Predictive Values of Different Blood Pressure Measurements for Left Ventricular Diastolic Dysfunction in Peritoneal Dialysis Patients

Session Information

Category: Dialysis

  • 703 Dialysis: Peritoneal Dialysis


  • Oh, Yun Jung, Cheju Halla General Hospital, Jeju, Korea (the Republic of)
  • Lee, Su mi, Dong-A University Hospital , BUSAN, Korea (the Republic of)
  • Ryu, Jiwon, Cheju Halla General Hospital, Jeju, Korea (the Republic of)
  • Lee, Chungsik, Cheju Halla General Hospital, Jeju, Korea (the Republic of)

Cardiovascular diseases (CVDs) are main causes of death in end stage renal disease (ESRD) patients and one of the CVDs, left ventricular diastolic dysfunction is suggested to be associated with increased mortality in these patients. Hypertension is known to be implicated in the pathogenesis of diastolic dysfunction and an important modifiable risk factor for diastolic heart failure. In this study, we compared different methods of blood pressure (BP) measurement and evaluated comparative values of BP measurement for predicting diastolic heart dysfunction in patients on peritoneal dialysis (PD).
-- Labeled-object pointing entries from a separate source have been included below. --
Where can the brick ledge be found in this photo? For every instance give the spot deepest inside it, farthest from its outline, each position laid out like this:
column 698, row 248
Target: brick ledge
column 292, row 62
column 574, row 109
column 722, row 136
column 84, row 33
A total of 52 prevalent PD patients were enrolled. We measured ambulatory BP, office BP, home BP, and central BP. The ambulatory BP was recorded for 24 hours, office BP was measured at least in two visits, and home BP was measured for one week. The central BP was estimated using radial artery tonometry. Patients underwent transthoracic echocardiography and the presence of diastolic dysfunction was determined according to 2016 American Society of Echocardiography and European Association of Cardiovascular imaging (ASE/EACVI) guideline.


Left ventricular diastolic dysfunction was best predicted by ambulatory systolic BP (area under the curve (AUC), 0.845; 95% CI, 0.726-0.964). The office systolic BP (AUC, 0.661; 95% CI, 0.457-0.866), home systolic BP (AUC, 0.661; 95% CI, 0.481-0.842), and central systolic BP (AUC, 0.623; 95% CI, 0.441-0.805) were inferior to ambulatory systolic BP monitoring in predicting diastolic dysfunction. In multivariate analysis adjusted for age, sex, PD vintage, diabetes and coronary artery disease, only ambulatory systolic BP had significantly increased OR for diastolic dysfunction (OR, 1.094; 95% CI 1.004-1.192). The other adjusted ORs of office, home, and central systolic BP for diastolic dysfunction were not statistically significant.


Ambulatory systolic BP was the strongest predictor of left ventricular diastolic dysfunction in comparison with the other BP measurements including office, home, and central systolic BP, in ESRD patients on PD.